Perhaps it is the English penchant for queuing that has gotten me looking for new and innovative ways to be that person who, with little effort and to the chagrin of all others following the queuing order, skips to the front, avoiding stagnation and an otherwise worthless time spent standing and watching someone else's back. Or maybe I'm just an impatient individual who never learned that particular virtue. In either case, I have very little tolerance for prolonged standing and have now successfully shaved, cumulatively, several hours off of the total time spent waiting on line.

The first was waiting for tickets at the BBC Proms in the Park. For those of you for whom the Proms is not part of your summer vocabulary, you can think of it as something resembling Central Park's Summer Stage, only not free. Or, if that didn't help, you can think about a concert in a park in the middle of a city. The Proms itself is a hundred year old tradition that finds people sitting in or around a concert hall, listening to classical music throughout the summer. It is also cheap for the cheap seats and, this year, also features a fully-outdoor concert in the middle of Hyde Park. Bring some cheese, bring some wine, that sort of thing. One must also remember to bring a sweater as the last Proms event of the year falls in the middle of September which is going to get quite chilly when the sun goes down. The Proms in the Park is also ridiculously disorganized as was witnessed by the not fewer that a half-dozen queues for ticket retrieval and the mob of people waiting to be searched on their way into the stage area.

Now there were two amazing things about the ticket collection procedure that was taking place. The first was that the queues were divided up by last name, but there were no signs indicating which queue was for which name, which left plenty of people in the wrong line until they discovered their mistake and were forced to the end of the correct one. The other is that the tickets were organized in what appeared to be shoe boxes and not in any discernible order, forcing the ticket distributor to rifle through the entire selection of tickets searching for the correct packet.

So what did we do? After waiting for not less than half an hour and getting nowhere at all in the queue, I headed to the front just as a massive restructuring of said queues was occurring. I wandered up to what appeared to be an open information window and, upon stating the name of the ticket holder, was handed over the three tickets for which we were waiting. Confused but grateful, I ran back to the line, collected my party and headed into the venue as the rest of the line stared and silently shook their fists.
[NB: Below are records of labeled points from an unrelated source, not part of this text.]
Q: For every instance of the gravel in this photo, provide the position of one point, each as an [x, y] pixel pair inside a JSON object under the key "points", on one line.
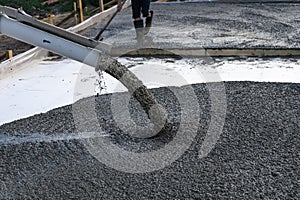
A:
{"points": [[256, 156]]}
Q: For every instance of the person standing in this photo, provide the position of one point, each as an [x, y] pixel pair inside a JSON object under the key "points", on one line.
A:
{"points": [[140, 10]]}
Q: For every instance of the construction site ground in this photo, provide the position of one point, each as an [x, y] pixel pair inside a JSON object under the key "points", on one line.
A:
{"points": [[235, 120]]}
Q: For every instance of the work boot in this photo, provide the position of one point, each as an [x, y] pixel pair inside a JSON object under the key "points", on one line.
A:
{"points": [[139, 28], [148, 22]]}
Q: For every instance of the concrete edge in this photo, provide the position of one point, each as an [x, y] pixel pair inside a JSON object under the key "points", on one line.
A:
{"points": [[36, 54]]}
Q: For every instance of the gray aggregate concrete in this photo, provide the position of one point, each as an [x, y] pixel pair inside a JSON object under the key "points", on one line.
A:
{"points": [[257, 155], [212, 25]]}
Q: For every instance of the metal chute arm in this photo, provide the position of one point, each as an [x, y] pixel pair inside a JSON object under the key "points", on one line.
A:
{"points": [[19, 25]]}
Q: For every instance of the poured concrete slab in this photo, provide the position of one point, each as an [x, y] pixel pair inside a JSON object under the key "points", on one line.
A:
{"points": [[255, 156], [212, 25]]}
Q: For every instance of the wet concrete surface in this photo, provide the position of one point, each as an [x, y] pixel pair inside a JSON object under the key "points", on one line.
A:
{"points": [[212, 25], [256, 156]]}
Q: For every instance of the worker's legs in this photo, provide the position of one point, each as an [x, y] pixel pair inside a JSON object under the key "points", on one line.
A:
{"points": [[141, 7], [136, 9], [145, 5]]}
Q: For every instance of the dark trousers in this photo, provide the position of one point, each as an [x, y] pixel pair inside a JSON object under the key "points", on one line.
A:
{"points": [[140, 6]]}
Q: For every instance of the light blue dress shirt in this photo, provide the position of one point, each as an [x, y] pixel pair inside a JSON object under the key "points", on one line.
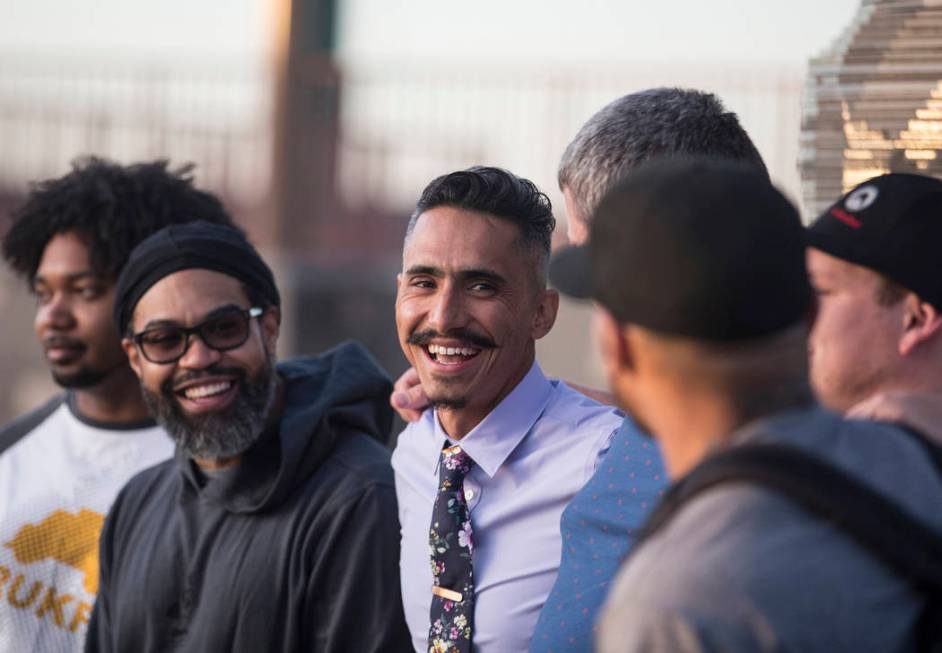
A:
{"points": [[532, 453]]}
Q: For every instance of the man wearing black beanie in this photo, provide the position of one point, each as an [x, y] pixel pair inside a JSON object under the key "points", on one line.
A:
{"points": [[274, 528], [704, 307]]}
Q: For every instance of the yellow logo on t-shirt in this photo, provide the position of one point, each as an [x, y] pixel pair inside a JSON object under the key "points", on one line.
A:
{"points": [[71, 539]]}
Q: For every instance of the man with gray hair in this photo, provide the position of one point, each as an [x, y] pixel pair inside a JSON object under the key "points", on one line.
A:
{"points": [[658, 122]]}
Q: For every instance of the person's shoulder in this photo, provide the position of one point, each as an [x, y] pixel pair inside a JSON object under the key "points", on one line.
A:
{"points": [[575, 409], [146, 486], [363, 457], [25, 424]]}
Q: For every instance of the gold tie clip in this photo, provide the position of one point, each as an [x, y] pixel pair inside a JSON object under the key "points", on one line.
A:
{"points": [[450, 595]]}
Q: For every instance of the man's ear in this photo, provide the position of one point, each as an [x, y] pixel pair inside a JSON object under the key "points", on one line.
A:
{"points": [[921, 322], [270, 322], [545, 316], [613, 343], [134, 356]]}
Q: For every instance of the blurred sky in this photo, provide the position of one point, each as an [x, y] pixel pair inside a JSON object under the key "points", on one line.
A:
{"points": [[783, 32]]}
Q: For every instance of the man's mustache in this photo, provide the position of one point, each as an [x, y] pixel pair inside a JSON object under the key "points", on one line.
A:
{"points": [[423, 338]]}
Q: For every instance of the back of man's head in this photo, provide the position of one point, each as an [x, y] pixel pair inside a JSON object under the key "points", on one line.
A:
{"points": [[659, 122], [111, 207], [703, 263]]}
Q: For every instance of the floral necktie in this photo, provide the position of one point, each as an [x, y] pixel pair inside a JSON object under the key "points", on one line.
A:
{"points": [[450, 547]]}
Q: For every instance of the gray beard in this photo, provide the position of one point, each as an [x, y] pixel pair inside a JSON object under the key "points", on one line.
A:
{"points": [[224, 434]]}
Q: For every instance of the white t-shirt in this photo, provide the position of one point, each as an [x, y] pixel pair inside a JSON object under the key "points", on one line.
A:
{"points": [[57, 483]]}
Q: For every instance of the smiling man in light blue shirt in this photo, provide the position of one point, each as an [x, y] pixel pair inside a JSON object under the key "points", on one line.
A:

On a more recent occasion, we were heading back into the country and, having US and not EU passports, were relegated to the "All other Passports" queue which wrapped this way and that and was progressing at a snail's pace. Noting the distinct lack of a queue at the EU gate it was decided that Karen would head over there and attempt to use her residency as a way of skipping the impending wait. I agreed to remain on the do-i-really-have-to-wait-on-this-thing line like I was supposed to. I have learned in my days of traveling that immigration officers are not to be toyed with and that I would walk the line and smell my fellow travelers for as long as necessary. Remarkably, our little ploy worked. Regrettably, we had forgotten that I was still in possession of the tickets that would carry us back to the city from the airport. Amazingly, the customs officer, upon hearing this sob story, agreed to let me through the EU line, skipping the hour-long wait and, once again, thwarting a system that would not recognize my inability to stand still for long periods of time.

Which is to say what? That the desire for instant gratification is not necessarily to be seen as a fault, but as merely a handy character trait for bypassing the rules by which other members of society must abide? Or simply that a sense of entitlement is often the best thing for personal advancement, both in queues and in life.